Lange is adequate and no more as Meg; Keaton endearing but too northern and dressed too much like a Southern variation on Annie Hall as Lenny. Spacek, the best actress of the three, does nicely as Babe; my only complaint is that I’ve heard that same exact Southern accent in Coal Miner’s Daughter and ‘Night, Mother. The speech coaches have yet to learn that there are as many Southern accents as there are hollers, practically, and that the really tricky thing about Southern speech is that some of it is so quaint and thick that if you put it on the screen nobody would believe it existed.

Very good is Tess Harper in her supporting role as bossy ol’ cousin Chick, smug and tart and just full of herself in a way that’s maddeningly well done. Also good is Sam Shepard as Doc Porter; oddly enough, in Crimes it’s these secondary characters and some of the throw-away lines that play better than the main themes or bigger stars.

“Oh, for a beaker full of the warm South,” wrote Keats. With another place in mind. But it still applies to “all the Souths” because the South (unlike the North) is a many that makes up a whole, a thousand real McCoy small towns in Alabama and a thousand others, the Souths of somebody’s imagination.

There are places and especially people even in the border states that are, like their accents, so quietly eccentric you couldn’t make up anything odder. When a movie is set in Mississippi, as Crimes of the Heart is, it actually doesn’t matter if the screenwriter or costumer or set designer get the details right. It’s a nice effort on their part if they do, of course, if only because they so rarely do, but talent and imagination have a way of making up for research, For Crimes of the Heart, accuracy or lack thereof is not the movie’s problem. Author Beth Henley is a transplanted Mississippian alive and well in L.A., and there’s a good bit to her characters that rings very true and very Southern, There’s also a certain slickness to the overall production and some of the performances that rings false—for Henley a few hits and for director Bruce Beresford a few misses.

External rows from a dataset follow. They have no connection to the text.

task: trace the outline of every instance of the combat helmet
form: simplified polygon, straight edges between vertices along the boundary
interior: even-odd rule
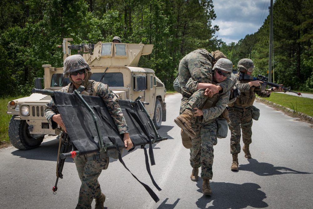
[[[246,58],[239,60],[237,67],[238,70],[239,71],[246,70],[248,72],[251,72],[253,71],[253,68],[255,66],[252,60]]]
[[[85,69],[87,71],[91,70],[89,65],[83,57],[80,55],[70,56],[64,60],[63,76],[64,78],[70,77],[70,73],[83,69]]]
[[[227,71],[229,73],[233,71],[233,63],[232,61],[225,58],[221,58],[216,61],[212,70],[215,69]]]
[[[112,42],[113,42],[115,40],[115,41],[118,41],[120,43],[121,42],[121,38],[118,36],[115,36],[114,38],[113,39],[112,39]]]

But all in all the film is funny and worth seeing. Nevertheless, the problem with Crimes is that like the majority of successful plays (which is what it was originally) it’s a piece of writing utterly dependent on the production. To expect otherwise, granted, is to hold this nice, funny, solid play up to an improbable if not quite impossible standard. But a play should, ideally, be readable as well as actable, literature as well as drama, something complete on its own as well as something more than a vehicle for its actors. Oh well. “Nothing is certain about masterpieces,” said Stravinsky somewhere, “least of all whether there will be any.” It would be foolish to complain: as a vehicle Crimes works very well.